In Texas, for example, where the state asked a federal court to review its statewide redistricting plans, we opposed the state legislature’s maps for both the State House and the Texas delegation to the United States Congress.
In August, a federal district court agreed, ruling that Texas’ redistricting plans do not merit preclearance. The court also found evidence of discriminatory intent behind two of the redistricting plans, writing in a footnote, “The parties have provided more evidence of discriminatory intent than we have space, or need, to address here.”
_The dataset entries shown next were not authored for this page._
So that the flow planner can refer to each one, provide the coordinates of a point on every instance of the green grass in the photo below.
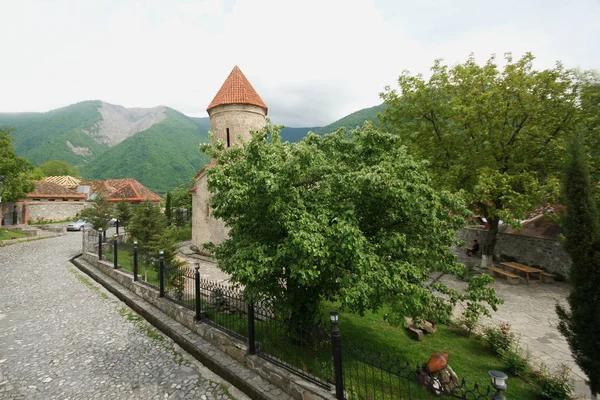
(6, 234)
(125, 259)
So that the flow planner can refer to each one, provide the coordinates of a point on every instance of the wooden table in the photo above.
(524, 268)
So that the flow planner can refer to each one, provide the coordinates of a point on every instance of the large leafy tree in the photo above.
(581, 324)
(351, 218)
(494, 133)
(17, 171)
As you might imagine, the last few weeks have been particularly busy for our Voting Section. Since the passage of the Voting Rights Act, the Division has regularly sent observers and monitors around the county to protect the rights of voters. For the general election last Tuesday, we deployed more than 780 federal observers and Justice Department personnel to 51 jurisdictions in 23 states. We also staffed an election hotline and received numerous complaints related to possible violations of federal voting rights laws by phone, fax, email, and an online voter-complaint form. This monitoring effort not only protected voters and deterred discriminatory voting practices on Election Day, it also serves as an important investigative tool for future enforcement actions where necessary.
We will continue this work, and our other voting rights enforcement efforts, because enforcing the nation’s voting rights laws implicates the essence of our democracy. The stakes are high, and we will do everything in our power to ensure that every single eligible voter can cast his or her ballot.
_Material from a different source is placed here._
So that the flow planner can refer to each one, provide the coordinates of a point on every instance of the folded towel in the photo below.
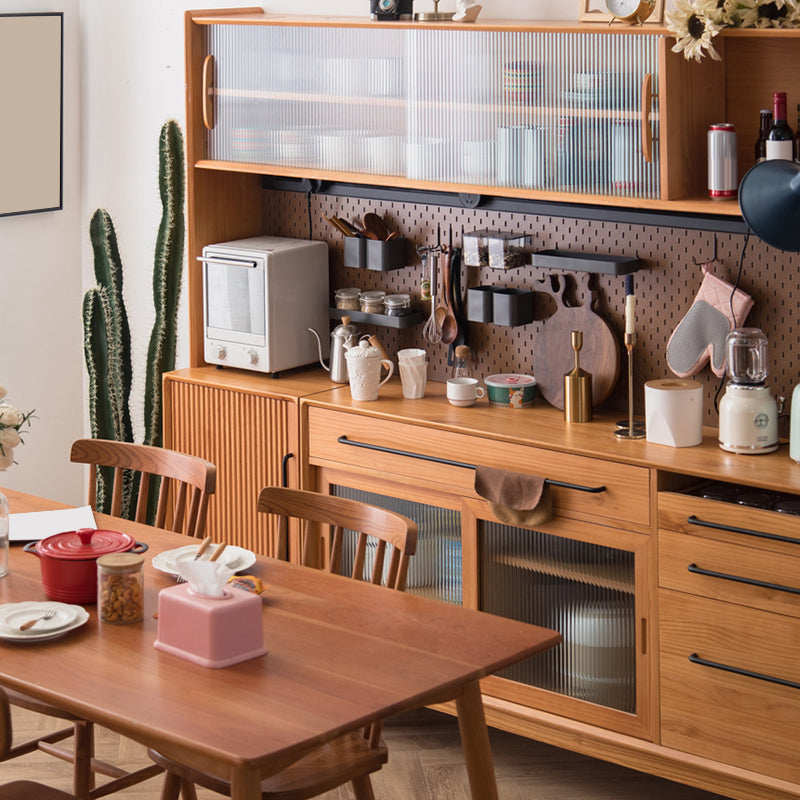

I’ve given you a thumbnail sketch of some of the Civil Rights Division’s work here today. But this work is vital to ensuring that all people can participate fully and equally in society. It is critical to providing equal opportunity and equal justice to everyone.
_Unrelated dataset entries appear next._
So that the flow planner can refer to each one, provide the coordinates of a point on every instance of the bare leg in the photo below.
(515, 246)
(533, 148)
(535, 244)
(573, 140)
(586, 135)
It is a privilege to serve as Assistant Attorney General of Civil Rights, and to be here with all of you to discuss our work. The Attorney General has often referred to the Division as a conscience of the federal government, and a crown jewel of the Department. In reality, the laws we enforce are the crown jewels. When I reflect on the sacrifice of Dr. King, Congressman Lewis, and so many others, I am motivated each and every day to ensure that these crown jewels never gather dust. I am also acutely aware of history. America’s greatest strength has long been our diversity. For generations, people of good will spanning an ideological divide have said we should embrace our diversity and celebrate our difference. Today, we see more than ever before how essential our diversity is to our global competitiveness as a nation, and to building strong, vibrant communities where everyone who works hard has the opportunity to prosper.
We still have far to travel to meet that goal, and new challenges continue to emerge. As my old boss Senator Edward Kennedy often said, civil rights is the unfinished business of America. But looking around the room today – at those of you who are have committed so much to this effort, and those of you who are considering careers in public service in order to join this fight in the future – gives me great cause for optimism. I know there are a number of law students in the room today, and I encourage you to take an example from the fantastic lawyers and activists around you and consider a career in public service. I have been fortunate in my career to witness firsthand how the law can be used to make the promise of this nation a reality for individuals and for entire communities. And I look forward to continuing to work with all of you to make this country, and Big Orange Country, a better and fairer place.
Thank you for inviting me to be here with you today.